Randall Cross, founder and president of mobile application development and marketing firm Ethervision
, sees apps tied to the Internet of Things continuing to be big in 2017, with a surge in augmented and virtual reality apps.
“The big industrial players are creating apps around machine maintenance and the like to make things more predictive,” he says, suggesting that training new employees will get easier and more immersive as augmented and virtual reality play an increasing role. “Our phones will eventually be supplanted by other devices. Think of a heads-up display overlaying your world. A new employee using a new piece of manufacturing equipment will see not just the machine, but also an overlay of data and graphics showing steps in sequence.”

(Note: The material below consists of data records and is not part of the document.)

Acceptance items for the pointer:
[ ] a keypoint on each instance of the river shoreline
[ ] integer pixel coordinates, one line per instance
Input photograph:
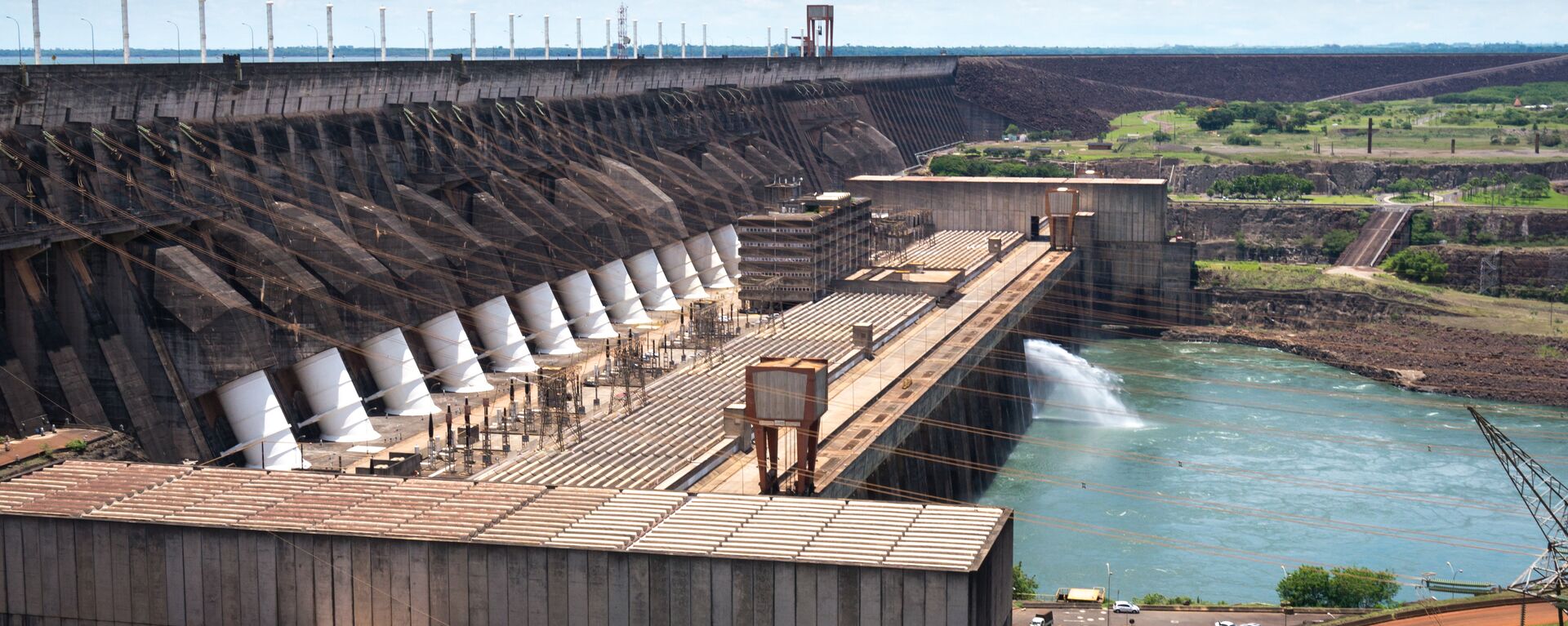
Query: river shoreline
(1418, 357)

Trend No. 4: More Platforms
Forget pipelines; you need platforms. Traditional business models were designed as pipes. A company put raw materials or data into one end and a product or service emerged from the other end. Each company served as its own pipeline for customer needs.
Digital technologies have disrupted this method, giving rise to the platform business model. Platform users and producers (many times one and the same) create value via the platform for other users (consumers) to consume.
Your old flip-phone is a pipe—the iPhone is a platform. It’s not just a phone, it’s a TV, camera, Internet browser, GPS, gaming controller, business tool, and more.
Circling back to our emerging outcome economy, companies are quickly learning that products or services not attached to a platform are obsolete—consumers want outcomes, not just products.
“Not everybody can become a platform player, but participating as part of an industry leader’s platform is becoming essential to not being left behind,” Wan cautions. “Not every company is an Apple or GE, but companies need to have a strategy. To take advantage of the multiplier effect, you have to be part of a platform—whether it’s your own or someone else’s.”
While born-in-the-cloud startups and the like are steeped in technology, many traditional firms—and in particular their finance functions—are not. And yet, according to a KPMG study of 549 top executives worldwide, 70 percent said that technology is going to be one of the biggest elements of the role of the CFO. Even so, less than 50 percent of CEOs think that CFOs are doing a good job exploring and implementing new technologies.
As digital developments drive more new growth than any other area in most companies, CFOs and their teams will need to become well-versed in making the most of the digital levers at their disposal in the year ahead.